Power BI project on Healthcare Dataset

 

Power BI project on Healthcare Dataset

Problem Statement

In today’s data-driven environment, organizations across industries are challenged not only to collect vast amounts of data but also to transform it into actionable insights that support strategic decision-making. Traditional reporting techniques often fall short in providing interactive, real-time, and predictive capabilities. As a result, decision-makers struggle with fragmented dashboards, static reports, and limited forecasting tools that hinder proactive business planning.

Dataset Description(Download Dataset)

Columns:

  • Name, Age, Gender, Blood Type, Medical Condition, Date of Admission, Doctor, Hospital, Insurance Provider, Billing Amount, Room Number, Admission Type, Discharge Date, Medication, Test Results

Assumption: table is called Admissions after import. (If different, replace with your actual table name.)

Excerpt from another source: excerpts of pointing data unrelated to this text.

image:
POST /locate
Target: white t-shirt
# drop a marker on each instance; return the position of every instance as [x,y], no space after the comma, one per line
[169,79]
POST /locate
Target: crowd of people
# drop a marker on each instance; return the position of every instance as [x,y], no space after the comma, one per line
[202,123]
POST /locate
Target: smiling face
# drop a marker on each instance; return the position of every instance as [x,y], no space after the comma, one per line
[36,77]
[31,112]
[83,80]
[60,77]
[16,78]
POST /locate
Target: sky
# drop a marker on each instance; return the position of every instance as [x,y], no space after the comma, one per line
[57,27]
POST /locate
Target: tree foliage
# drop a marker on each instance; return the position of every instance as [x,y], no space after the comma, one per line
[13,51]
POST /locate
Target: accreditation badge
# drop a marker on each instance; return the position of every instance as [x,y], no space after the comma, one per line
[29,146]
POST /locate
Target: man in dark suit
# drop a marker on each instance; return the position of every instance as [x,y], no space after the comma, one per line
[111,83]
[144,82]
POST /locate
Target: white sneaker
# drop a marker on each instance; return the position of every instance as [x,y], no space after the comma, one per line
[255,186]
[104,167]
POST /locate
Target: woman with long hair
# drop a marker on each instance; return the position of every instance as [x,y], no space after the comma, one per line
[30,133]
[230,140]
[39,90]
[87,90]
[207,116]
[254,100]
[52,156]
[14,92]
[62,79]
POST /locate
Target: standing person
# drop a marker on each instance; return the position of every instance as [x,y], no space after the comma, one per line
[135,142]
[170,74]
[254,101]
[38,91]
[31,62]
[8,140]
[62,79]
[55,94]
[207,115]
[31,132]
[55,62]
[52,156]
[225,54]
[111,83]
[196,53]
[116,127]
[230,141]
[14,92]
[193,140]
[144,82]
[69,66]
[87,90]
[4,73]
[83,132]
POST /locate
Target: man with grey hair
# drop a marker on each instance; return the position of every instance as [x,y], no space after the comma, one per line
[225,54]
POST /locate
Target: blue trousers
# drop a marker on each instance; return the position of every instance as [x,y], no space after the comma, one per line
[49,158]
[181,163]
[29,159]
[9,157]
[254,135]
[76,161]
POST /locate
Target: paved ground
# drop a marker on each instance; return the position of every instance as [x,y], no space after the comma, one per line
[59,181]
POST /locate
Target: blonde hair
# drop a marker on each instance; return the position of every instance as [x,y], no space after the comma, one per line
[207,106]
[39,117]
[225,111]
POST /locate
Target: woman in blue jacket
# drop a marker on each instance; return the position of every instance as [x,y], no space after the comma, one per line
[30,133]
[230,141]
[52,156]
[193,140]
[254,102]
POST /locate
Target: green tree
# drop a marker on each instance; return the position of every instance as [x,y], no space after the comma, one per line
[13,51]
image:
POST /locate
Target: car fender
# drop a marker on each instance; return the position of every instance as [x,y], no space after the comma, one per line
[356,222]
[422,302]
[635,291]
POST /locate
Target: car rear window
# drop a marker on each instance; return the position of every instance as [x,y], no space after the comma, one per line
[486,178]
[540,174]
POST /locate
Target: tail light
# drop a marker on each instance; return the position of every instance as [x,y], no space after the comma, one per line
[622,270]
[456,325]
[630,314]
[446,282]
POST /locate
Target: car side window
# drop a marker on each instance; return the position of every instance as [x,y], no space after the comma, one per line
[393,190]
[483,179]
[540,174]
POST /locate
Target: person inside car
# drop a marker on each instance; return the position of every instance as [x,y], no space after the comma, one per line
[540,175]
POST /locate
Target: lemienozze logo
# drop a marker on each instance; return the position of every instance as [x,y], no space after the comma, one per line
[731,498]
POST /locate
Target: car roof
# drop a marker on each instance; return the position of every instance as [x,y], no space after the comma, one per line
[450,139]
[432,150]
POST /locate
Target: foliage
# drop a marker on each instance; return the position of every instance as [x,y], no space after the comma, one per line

Power BI Step-by-Step Guide for Healthcare Dataset


Step 1: Connect to Your Dataset

(A) If using CSV:

  • Click Home → Get Data → Text/CSV.

  • A file browser will open.

  • Navigate to your saved folder and select healthcare_patients_cleaned.csv.

  • Click Open.

(B) If using Excel:

  • Click Home → Get Data → Excel Workbook.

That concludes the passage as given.